Fui correndo saber como estava Rosinha: um anjo sem idade definida, com jeitinho de passarinho e de uma fragilidade visível. Fiquei lá apreensiva e só adormeci depois das duas da madrugada. Para nosso alívio Rosinha se recupera.

Acordei sem intenet. Senti aquela sensação de desespero que todo dependente sente quando lhe falta o vício. Liguei e briguei com o atendente do provedor.

Impotente, saí para resolver algumas coisas. Almocei com um amigo. Fiz alguns pagamentos e vim para casa. Hoje não tinha nada urgente para fazer á tarde e eu estava sem NET.
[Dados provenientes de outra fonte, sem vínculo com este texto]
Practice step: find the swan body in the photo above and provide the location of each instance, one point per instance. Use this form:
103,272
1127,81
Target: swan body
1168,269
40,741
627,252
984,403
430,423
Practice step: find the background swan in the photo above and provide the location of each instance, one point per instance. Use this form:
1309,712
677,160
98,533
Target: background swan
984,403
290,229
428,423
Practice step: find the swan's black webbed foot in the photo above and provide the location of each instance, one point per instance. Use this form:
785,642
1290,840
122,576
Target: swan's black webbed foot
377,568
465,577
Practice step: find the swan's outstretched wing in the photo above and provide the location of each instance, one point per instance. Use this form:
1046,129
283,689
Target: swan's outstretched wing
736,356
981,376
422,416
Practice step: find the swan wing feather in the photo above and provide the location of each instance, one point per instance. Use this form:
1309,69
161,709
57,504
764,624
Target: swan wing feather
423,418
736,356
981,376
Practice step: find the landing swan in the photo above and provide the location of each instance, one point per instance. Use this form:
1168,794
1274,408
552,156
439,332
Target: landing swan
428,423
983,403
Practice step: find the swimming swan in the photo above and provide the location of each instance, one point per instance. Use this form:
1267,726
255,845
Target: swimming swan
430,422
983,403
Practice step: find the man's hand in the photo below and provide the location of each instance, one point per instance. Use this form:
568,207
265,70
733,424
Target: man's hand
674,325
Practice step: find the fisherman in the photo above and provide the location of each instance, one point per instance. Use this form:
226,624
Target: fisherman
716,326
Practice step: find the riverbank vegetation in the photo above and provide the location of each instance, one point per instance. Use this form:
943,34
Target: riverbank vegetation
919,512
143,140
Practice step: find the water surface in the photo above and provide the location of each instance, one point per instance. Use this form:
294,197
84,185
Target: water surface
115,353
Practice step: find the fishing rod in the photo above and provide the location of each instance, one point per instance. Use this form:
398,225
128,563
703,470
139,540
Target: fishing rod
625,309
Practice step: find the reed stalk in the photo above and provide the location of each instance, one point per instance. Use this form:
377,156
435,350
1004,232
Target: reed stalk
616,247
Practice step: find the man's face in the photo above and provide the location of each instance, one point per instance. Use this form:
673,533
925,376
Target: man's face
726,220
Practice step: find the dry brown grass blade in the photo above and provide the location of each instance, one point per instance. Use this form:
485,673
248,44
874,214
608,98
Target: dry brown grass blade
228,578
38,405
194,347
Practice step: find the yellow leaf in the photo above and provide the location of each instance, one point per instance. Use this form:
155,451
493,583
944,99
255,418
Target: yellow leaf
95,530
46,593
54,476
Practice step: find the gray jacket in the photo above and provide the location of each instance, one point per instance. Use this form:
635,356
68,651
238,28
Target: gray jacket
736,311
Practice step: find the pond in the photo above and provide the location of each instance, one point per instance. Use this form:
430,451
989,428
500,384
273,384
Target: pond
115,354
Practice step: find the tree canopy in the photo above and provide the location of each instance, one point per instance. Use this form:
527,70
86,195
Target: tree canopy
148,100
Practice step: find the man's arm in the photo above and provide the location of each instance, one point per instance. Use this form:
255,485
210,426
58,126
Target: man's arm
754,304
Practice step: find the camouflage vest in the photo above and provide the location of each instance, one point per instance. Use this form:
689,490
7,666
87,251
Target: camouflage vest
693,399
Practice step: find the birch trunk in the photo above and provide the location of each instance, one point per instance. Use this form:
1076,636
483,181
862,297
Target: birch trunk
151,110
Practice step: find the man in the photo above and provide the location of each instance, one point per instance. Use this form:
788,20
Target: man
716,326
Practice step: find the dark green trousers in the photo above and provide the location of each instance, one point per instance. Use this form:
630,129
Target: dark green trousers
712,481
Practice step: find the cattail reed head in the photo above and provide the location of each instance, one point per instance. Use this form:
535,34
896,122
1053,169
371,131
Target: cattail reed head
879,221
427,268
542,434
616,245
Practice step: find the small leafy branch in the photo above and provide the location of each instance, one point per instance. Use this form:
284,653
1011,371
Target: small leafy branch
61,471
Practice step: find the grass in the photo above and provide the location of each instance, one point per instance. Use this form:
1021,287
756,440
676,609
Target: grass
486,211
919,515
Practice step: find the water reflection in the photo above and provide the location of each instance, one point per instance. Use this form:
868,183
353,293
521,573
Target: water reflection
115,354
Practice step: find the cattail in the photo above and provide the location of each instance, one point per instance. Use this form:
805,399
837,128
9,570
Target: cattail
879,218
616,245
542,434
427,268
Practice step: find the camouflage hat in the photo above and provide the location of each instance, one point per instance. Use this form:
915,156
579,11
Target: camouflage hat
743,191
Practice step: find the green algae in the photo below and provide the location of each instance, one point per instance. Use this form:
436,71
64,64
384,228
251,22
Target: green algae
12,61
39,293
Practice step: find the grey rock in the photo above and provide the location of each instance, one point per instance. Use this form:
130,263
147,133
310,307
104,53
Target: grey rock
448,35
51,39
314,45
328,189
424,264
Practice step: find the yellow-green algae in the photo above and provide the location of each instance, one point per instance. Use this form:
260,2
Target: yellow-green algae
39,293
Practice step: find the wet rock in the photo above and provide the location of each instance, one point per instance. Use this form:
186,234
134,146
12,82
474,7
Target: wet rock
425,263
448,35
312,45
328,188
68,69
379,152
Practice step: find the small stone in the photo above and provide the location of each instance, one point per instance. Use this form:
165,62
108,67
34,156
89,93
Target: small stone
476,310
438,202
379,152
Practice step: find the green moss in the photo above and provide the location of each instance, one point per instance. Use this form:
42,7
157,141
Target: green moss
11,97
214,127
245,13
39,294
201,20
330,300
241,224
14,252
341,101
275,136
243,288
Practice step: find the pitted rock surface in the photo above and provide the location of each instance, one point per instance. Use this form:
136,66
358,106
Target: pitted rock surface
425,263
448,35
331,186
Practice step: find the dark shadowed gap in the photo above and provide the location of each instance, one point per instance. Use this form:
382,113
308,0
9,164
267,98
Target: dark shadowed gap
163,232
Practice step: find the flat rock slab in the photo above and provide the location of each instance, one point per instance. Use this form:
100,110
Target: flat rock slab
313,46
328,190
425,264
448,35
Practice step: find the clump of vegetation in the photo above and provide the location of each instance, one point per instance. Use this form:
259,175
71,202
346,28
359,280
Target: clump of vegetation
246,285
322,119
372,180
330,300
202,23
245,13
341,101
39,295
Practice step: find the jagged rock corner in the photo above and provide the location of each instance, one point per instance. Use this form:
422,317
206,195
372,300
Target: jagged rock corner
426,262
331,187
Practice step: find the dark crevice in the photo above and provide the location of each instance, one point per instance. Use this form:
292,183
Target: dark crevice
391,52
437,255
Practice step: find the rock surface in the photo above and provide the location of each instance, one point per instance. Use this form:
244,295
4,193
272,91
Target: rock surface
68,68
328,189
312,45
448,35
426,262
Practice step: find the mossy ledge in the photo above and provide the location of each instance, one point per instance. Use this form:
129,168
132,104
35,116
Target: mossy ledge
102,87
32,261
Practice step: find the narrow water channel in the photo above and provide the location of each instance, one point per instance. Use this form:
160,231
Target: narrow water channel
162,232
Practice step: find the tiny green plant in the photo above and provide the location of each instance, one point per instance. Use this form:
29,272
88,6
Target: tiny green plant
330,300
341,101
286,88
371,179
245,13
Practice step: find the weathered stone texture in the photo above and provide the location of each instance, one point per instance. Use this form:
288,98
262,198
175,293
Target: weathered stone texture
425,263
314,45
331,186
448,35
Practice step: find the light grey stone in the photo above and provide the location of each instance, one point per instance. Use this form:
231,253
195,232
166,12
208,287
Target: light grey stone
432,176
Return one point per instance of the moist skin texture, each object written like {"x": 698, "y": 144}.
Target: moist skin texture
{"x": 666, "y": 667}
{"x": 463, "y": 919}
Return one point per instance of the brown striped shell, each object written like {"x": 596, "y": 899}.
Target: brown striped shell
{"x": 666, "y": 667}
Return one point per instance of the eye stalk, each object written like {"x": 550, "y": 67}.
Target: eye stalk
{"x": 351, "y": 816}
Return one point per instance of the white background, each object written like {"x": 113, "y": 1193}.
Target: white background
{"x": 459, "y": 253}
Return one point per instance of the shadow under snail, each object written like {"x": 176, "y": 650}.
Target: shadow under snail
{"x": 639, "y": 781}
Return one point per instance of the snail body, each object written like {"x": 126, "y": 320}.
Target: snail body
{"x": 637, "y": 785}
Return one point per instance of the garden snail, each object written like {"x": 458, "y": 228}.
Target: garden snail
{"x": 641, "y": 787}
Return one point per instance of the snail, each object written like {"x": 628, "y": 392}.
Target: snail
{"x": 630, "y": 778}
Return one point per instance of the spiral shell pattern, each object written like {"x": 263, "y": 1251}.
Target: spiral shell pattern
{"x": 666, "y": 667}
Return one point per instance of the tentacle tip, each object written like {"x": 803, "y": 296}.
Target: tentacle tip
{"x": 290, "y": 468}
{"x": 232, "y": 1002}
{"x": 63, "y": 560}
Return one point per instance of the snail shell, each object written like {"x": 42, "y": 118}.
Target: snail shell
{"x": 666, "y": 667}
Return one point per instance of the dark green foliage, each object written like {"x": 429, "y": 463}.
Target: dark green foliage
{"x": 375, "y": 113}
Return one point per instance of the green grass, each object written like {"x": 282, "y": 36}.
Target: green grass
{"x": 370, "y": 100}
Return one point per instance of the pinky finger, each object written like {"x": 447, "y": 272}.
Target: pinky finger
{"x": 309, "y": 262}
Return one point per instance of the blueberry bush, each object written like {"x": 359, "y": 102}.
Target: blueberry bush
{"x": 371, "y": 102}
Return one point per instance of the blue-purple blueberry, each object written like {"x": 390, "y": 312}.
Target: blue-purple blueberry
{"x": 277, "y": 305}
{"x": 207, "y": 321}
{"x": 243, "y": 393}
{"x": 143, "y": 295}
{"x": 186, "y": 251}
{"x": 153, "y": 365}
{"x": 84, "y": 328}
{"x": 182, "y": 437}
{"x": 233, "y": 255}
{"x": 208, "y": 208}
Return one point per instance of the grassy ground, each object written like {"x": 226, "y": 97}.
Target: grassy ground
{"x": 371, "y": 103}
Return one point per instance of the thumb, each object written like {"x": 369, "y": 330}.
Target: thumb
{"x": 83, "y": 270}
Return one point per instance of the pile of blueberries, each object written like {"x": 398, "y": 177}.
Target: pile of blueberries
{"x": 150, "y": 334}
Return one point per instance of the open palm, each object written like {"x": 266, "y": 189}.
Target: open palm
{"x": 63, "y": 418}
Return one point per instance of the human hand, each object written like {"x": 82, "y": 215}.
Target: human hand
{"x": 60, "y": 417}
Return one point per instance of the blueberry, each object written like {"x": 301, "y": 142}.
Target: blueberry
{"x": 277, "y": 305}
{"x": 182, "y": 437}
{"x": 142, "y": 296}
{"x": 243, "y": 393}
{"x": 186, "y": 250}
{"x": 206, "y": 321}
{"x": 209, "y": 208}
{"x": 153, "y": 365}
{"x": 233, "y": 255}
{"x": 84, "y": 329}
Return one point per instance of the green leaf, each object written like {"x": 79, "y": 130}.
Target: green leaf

Meus livros já estão encaixotados. Na mesa de cabeceira um livrinho com trechos da obra de Shakespeare, outro sobre I Ching, o Novo Testamento, um Saramago recentemente lido e Contos de Machado de Assis.

Descobri que não havia lido "O Homem Célebre" de Machado. Foi, como sempre, uma experiência mágica ler sobre o Pestana, compositor de polcas de sucesso que aspirava ser um Beethoven, um Chopin ou um Mozart. Viveu e morreu triste por não conseguir ser mais do que Pestana e sofreu em vão.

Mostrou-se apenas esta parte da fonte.